The 53-year-old was trapped, helpless as his cellphone rang dozens of times in a coat pocket he couldn’t reach. It had been about eight hours. He feared he was near death.

Then his phone suddenly toppled from his pocket, its vibrating ring enough to finally wiggle it free. He was able to scoop it up with his right hand inside a frozen glove, use its voice dial to call a company dispatcher and muster a quiet plea for help.

"I said ‘Whoever this is, don’t hang up on me because it’s going to be the last time that I’ll be able to call. I can’t call out and I can’t answer the phone,’" Rutledge said Thursday, recalling his experience as he sat in a leather armchair at IU Health Methodist Hospital in Indianapolis.

Doctors said his body temperature was so low when he arrived at the hospital that just one more hour likely would have been fatal. Yet he was released from the hospital on Thursday and planned to fly back home to Orlando, Fla., with little more than numbness in his left hand and side where the axle had pinned him.

Rutledge noted that the phone calls from his wife, Lisa, began soon after he missed making his typical early morning check-in with her.

"I used to think it was kind of a hassle, but I always called her just so she knew where I was at," he said. "I won’t take her for granted now. She saved me."

Rutledge had been driving a load from Florida when he stopped Sunday evening at the truck stop, less than an hour away from his destination. As he slept in his cab, several inches of snow fell and temperatures plunged. He woke up to frozen brakes.

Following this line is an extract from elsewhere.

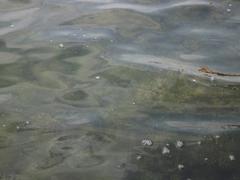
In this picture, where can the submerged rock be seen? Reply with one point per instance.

Steve Moseley, a dispatcher with First Coast Express of Jacksonville, Fla., said he feared the worst after numerous calls to Rutledge went unanswered. Moseley answered Rutledge’s call for help Monday afternoon, and said his voice grew quieter during their conversation until it dimmed to a whisper.

"At one time I called out to him and he didn’t say anything," Moseley said. "That scared me a bit."

His trucking company called the truck stop and emergency workers were summoned to search for him as temperatures dropped to more than 10 below zero in the area, with wind gusts of 30 mph leading to wind chills of negative 35 or colder.

It took time for workers to find his semi amid the sea of parked trucks at the Pilot Travel Center in Whiteland, just south of Indianapolis.

By the time he reached the hospital, Rutledge’s body temperature had fallen to about 86 degrees.

Dr. Timothy Pohlman, a trauma surgeon who treated him, said another hour outside likely would have been fatal for Rutledge. But he said being under the truck likely shielded him somewhat from the dangerous wind gusts.

"I think just the fact that he had to crawl under a semi to figure out why he broke down in a way forced him to do what is taught in a lot of survival courses for people who have to work in extreme environments," Pohlman said.

Pohlman said Rutledge, who somehow emerged without any frostbite injuries, should fully recover.

Rutledge said he was lucky to be alive.

"There was another hand in this," he said. "If my phone would’ve dropped the other way, I could never have called anyone. If it (the truck) would’ve sunk any farther, I wouldn’t have had a need to call anyone."

Associated Press writer Summer Ballentine in Indianapolis contributed to this story.